Administrators at three Gainesville City Schools will vote later in October on whether to purchase three AR-15 assault rifles and biometric gun safes for their schools. The schools’ governance councils, bodies at each school that will make the final decision, have been considering the plan since early September.
The Gainesville Police Department proposed the $6,000 plan in a Board of Education business meeting on Sept. 3. If approved, the district will place one rifle each at Gainesville High School, Gainesville Middle School and Wood’s Mill Academy, an alternative school for grades 6-12 with 100 students.
Cpl. Joseph Britte of the Gainesville Police Department’s community relations department said the proposal had previously been tabled, but resurfaced after an August shooting at McNair Elementary School in Dekalb County.
“What we’ve done is added more firepower,” Britte said, expressing the difficulty of responding to an armed intruder with only a pistol as defense. “When you see these school shootings, the perpetrator has more powerful weapons than us.”
The national gun control debate has touched on the issue of assault rifles in schools. The National Rifle Association is a leading advocate of guns in schools; its National School Shield task force released a 225-page report in April, which proposes arming teachers and other administrators in addition to School Resource Officers (SROs).
In January, President Barack Obama issued 23 executive actions on gun control, one of which proposed better training for law enforcement officers, school officials and teachers that could be involved in a school shooting. Obama, however, ideologically opposed to the NRA, has not endorsed more powerful firearms in schools.
The Gainesville Police Department is in charge of all security for the Gainesville City School System, which is composed of eight schools. The three schools where gun safes are proposed are the system’s largest and house its oldest students. The other five are elementary schools.
Since all Gainesville City Schools are charter schools, each school’s governance council will decide whether to install the safes. The school board held a public forum to discuss the proposal on Sept. 30, but only governance councils will vote on the policy.
Mo Canady, the executive director of the National Association of School Resource Officers (NASRO), said more schools are ramping up security in response to school shootings.
Canady said NASRO has worked with the agencies that install the safes, and that they rarely pose risks.
“In those particular lockers, the only risks would be if someone got control of the combination or the key to the locker,” Canady said.
Sammy Smith, a member of the Gainesville school board and a graduate of Gainesville High School, said Gainesville’s safes will be more advanced, secured with measures like fingerprinting and eye recognition.
In the event of an extreme emergency, only SROs will have access to the gun safes. Britte said the officers will lock the rifles in their cars every night.
The school system has just three SROs, who are also in charge of security for the district’s elementary schools. Currently, each officer is armed with a handgun. Britte said since officers must “rove” around to multiple schools, there is not always an SRO in every school, and elementary schools get the least coverage.
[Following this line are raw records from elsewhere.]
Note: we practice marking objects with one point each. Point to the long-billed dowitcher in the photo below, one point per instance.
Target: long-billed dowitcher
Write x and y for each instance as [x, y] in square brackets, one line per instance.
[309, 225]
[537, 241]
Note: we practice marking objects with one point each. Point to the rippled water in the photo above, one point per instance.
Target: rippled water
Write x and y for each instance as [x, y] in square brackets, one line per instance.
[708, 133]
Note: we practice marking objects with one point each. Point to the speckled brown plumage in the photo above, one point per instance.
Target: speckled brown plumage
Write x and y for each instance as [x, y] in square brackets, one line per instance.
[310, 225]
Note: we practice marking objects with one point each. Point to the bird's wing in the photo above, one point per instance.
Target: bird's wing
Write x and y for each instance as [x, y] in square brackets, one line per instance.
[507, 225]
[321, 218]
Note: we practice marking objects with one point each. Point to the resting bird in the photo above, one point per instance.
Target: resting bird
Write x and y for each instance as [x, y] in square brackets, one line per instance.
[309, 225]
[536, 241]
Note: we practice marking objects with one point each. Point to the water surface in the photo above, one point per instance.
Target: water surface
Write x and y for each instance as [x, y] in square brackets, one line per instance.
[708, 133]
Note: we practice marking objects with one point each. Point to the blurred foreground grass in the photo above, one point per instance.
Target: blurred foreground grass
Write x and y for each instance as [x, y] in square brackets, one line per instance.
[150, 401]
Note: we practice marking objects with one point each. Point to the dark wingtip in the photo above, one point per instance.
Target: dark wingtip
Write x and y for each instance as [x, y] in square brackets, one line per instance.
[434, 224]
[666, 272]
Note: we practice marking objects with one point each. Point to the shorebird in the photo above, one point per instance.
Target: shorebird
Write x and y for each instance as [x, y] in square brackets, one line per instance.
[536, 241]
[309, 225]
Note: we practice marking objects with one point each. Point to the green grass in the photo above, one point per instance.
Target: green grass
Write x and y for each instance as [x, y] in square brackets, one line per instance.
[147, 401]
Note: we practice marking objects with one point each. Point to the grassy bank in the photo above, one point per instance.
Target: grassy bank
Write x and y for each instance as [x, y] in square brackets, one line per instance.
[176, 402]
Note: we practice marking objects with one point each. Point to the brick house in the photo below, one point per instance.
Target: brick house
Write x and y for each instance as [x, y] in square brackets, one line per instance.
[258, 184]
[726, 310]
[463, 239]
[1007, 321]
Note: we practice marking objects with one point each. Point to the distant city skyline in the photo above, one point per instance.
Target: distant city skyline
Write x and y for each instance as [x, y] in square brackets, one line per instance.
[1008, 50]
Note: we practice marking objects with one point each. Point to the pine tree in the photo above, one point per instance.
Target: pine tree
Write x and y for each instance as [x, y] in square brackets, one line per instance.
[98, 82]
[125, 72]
Canady said that, as a result of funding shortages, many schools are often left unmanned.
Delores Diaz, the vice chair of the Gainesville Board of Education, said the plan was not a response to problems in Gainesville schools, but was put forward as a precautionary measure because of incidents in Georgia and across the country.
“We haven’t had any problems locally, but we want to be proactive,” Diaz said.
Smith expressed similar thoughts.
“There are no major security problems [in Gainesville schools] that I can recall,” Smith said. “An occasional fight between two students. I recall two incidents of graffiti.”
Smith also said he believed having assault rifles in safes was a fairly common security measure for schools to take. Canady was unaware of specificities but has seen gun safes installed elsewhere.
“I don’t know that [having a gun safe is] overly common, but it’s not uncommon either,” Canady said.
Diaz’s main goal is to make schools more secure, especially since her grandchildren attend the schools in which rifle safes would be placed.
“I’d prefer to have a weapon in the hands of a trained officer,” she said. “I definitely don’t support anyone else in the building being armed.”
While the vote on the Gainesville Police Department’s plan has not yet taken place, its widespread support may indicate a strong future for assault rifles in schools.